After expressing his frustrations on missing out on a Pro Bowl nod, Ryan Tannehill was ineffective outside of a 45-yard touchdown run on Art Smith’s single “good call” of the game. Tannehill faced consistent pressure from Green Bay’s front and was lucky to throw only two interceptions.

Ryan Tannehill is the best quarterback the Titans have had since Steve McNair. He’s a massive reason why this offense is so difficult to stop. He’s a very good quarterback in this league.

But it’s a tough pill to swallow when your franchise quarterback produces a passing stat line of 11/24 for 121 yards, a touchdown and two picks in a game like this.

Titans fans are reluctant to criticize Tannehill, but the top echelon of quarterbacks elevate their game under less-than-ideal circumstances. Period. Naysayers can go watch the snow melt in Lambeau while division titles, let alone Super Bowls, pass them by.

In Tannehill’s defense (and the rest of the offense’s too), Art Smith balked again when facing a talented defense. Whether he was afraid of the snow or stud cornerback Jaire Alexander, the Titans were extremely passive on early downs.

In the first half, Derrick Henry was fed the ball on 7 of 10 first down plays, and totaled 16 yards. For an offense predicated on finding balance and establishing play action, Smith’s decision making in this loss has to be questioned.

The Titans’ defense might have played their worst game of the season last night, which is an evergreen insinuation. Green Bay looked comfortable and unbothered in the blizzard, racking up 448 yards and converting 27 first downs.

It was even worse than the blowout scoreline indicates. Davante Adams was the only “number 1” receiver on the field and dominated both Malcolm Butler and the extremely rusty Adoree Jackson to a tune of 11 receptions, 142 yards, and 3 touchdowns.

The rush defense was equally bad, allowing rookie AJ Dillon to embarrass them for 124 yards on the ground. Aaron Jones added 94.
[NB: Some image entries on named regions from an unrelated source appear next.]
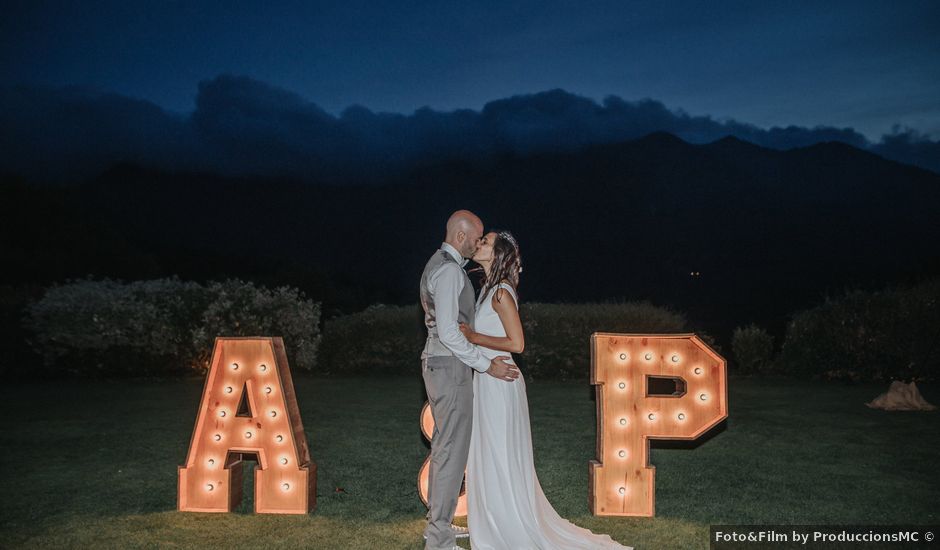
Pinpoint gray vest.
[420,250,476,359]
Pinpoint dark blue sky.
[0,0,940,140]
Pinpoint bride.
[461,231,629,550]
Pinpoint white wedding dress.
[467,284,632,550]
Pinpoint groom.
[420,210,519,550]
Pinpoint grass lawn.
[0,376,940,549]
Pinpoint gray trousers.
[422,357,473,550]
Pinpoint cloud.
[0,75,940,181]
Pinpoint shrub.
[318,303,685,379]
[192,279,320,371]
[519,302,686,379]
[731,325,774,374]
[318,304,426,374]
[777,281,940,381]
[25,278,319,376]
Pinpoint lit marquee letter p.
[589,333,728,516]
[178,338,317,514]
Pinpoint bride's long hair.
[480,230,522,301]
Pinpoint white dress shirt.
[428,243,490,372]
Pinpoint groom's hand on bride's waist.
[486,355,519,382]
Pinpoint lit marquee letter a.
[178,338,317,514]
[589,333,728,516]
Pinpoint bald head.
[444,210,483,258]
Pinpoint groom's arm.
[429,263,490,372]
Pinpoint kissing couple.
[420,210,632,550]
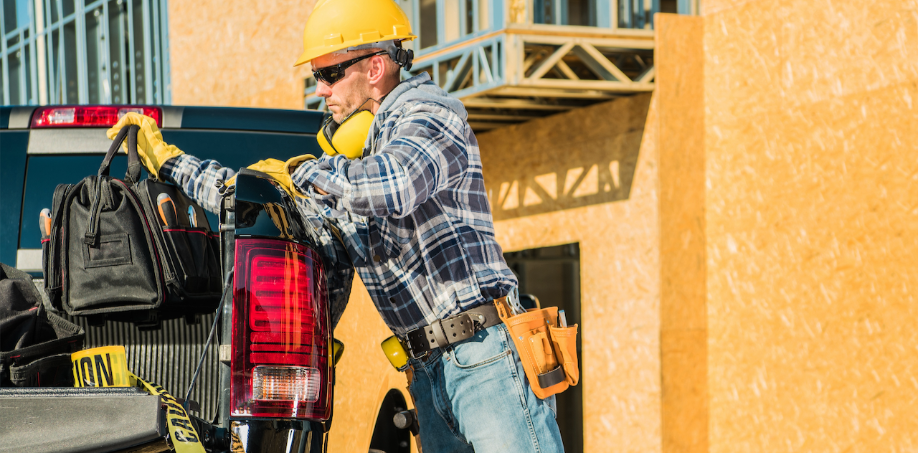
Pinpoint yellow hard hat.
[294,0,416,66]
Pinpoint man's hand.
[249,154,315,198]
[105,112,185,178]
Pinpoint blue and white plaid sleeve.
[159,154,236,214]
[293,103,468,218]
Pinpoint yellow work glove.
[226,154,315,198]
[105,112,185,178]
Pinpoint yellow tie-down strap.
[130,373,204,453]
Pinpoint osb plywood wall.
[478,95,660,452]
[169,0,315,109]
[703,0,918,452]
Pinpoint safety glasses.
[312,50,386,86]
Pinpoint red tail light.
[230,239,334,420]
[32,105,163,128]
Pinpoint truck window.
[19,130,322,249]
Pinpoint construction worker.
[108,0,563,453]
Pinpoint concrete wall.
[703,0,918,452]
[168,0,315,109]
[478,95,661,452]
[169,0,918,452]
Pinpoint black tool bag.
[0,263,85,387]
[42,126,222,323]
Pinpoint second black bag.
[42,126,222,322]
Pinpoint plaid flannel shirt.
[161,73,517,336]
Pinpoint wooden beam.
[488,86,617,100]
[517,35,653,51]
[555,60,580,80]
[634,66,657,83]
[526,42,574,79]
[504,24,654,44]
[443,51,472,92]
[580,43,631,82]
[519,79,654,93]
[469,121,515,131]
[469,113,541,122]
[463,98,578,112]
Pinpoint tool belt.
[403,305,501,359]
[494,297,580,399]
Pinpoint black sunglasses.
[312,50,387,86]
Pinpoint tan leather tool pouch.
[494,299,580,399]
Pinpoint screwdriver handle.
[188,205,198,228]
[38,208,51,240]
[156,193,178,228]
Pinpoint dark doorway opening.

Mind you, none of this is surprising or “news.” This defense is and will continue to be, historically bad. It’s the reason that making the playoffs is in question, let alone competing for a Super Bowl.

But as I’ve said before, don’t allow yourself to think this team can compete for a Super Bowl. The issues on defense transcend the lack of a defensive coordinator, which the Titans so desperately need.

There is simply no veteran leadership on the defensive side of the ball. Leadership doesn’t just come from the rah-rah pre-game chants led by Jeffery Simmons.

Nor does it solely come from Kevin Byard stepping up to the plate after every loss, acting as a bullet proof vest for the rest of the unit while feeding the press redundant answers about how things “can get fixed.”

Other than Malcolm Butler, I don’t think you can argue a single player has “stepped his game up” on the defensive side of the ball this year. And boy, does this unit need guys to step up.

Surely Jeffrey Simmons is getting significant attention from opposing offenses, but the second-year player has been mostly a nonentity for weeks.

My beef is not with the young Simmons, but rather Rashaan Evans and Kevin Byard. Evans, drafted to become a pillar of this defense as an ILB, is a liability anywhere beyond the goal line.

His stupid penalty on Green Bay’s second drive negated the Titans’ first third-down stop of the game and extended Green Bay’s drive. Shocking nobody, they scored a touchdown following Evans’ error.

That’s not where Evans’ issues end, though. While you’d hope the player — blessed with skill and talent — improved his play following the loss of running mate Jayon Brown, Evans has remained stagnant and possibly regressed.

Kevin Byard was active against the Packers, but his 2020 season is a complete wash. He’s been a liability in coverage, passive in run defense, and did not jump into that “heart and soul” of the defense role that Jurrell Casey vacated.

I assume that the secondary’s true leader was Logan Ryan, who just got extended by the New York Giants.

There’s a silver lining in all of this, and that is that the Titans can still clinch the AFC South if they manage to beat the struggling Houston Texans next week. It’d be a notable achievement for a team that hasn’t won the division since 2008.

But that’s it. The chance to back into a division title and, therefore, the playoffs. Where they’ll inevitably face a playoff team.

And I’ll likely be writing this same article again.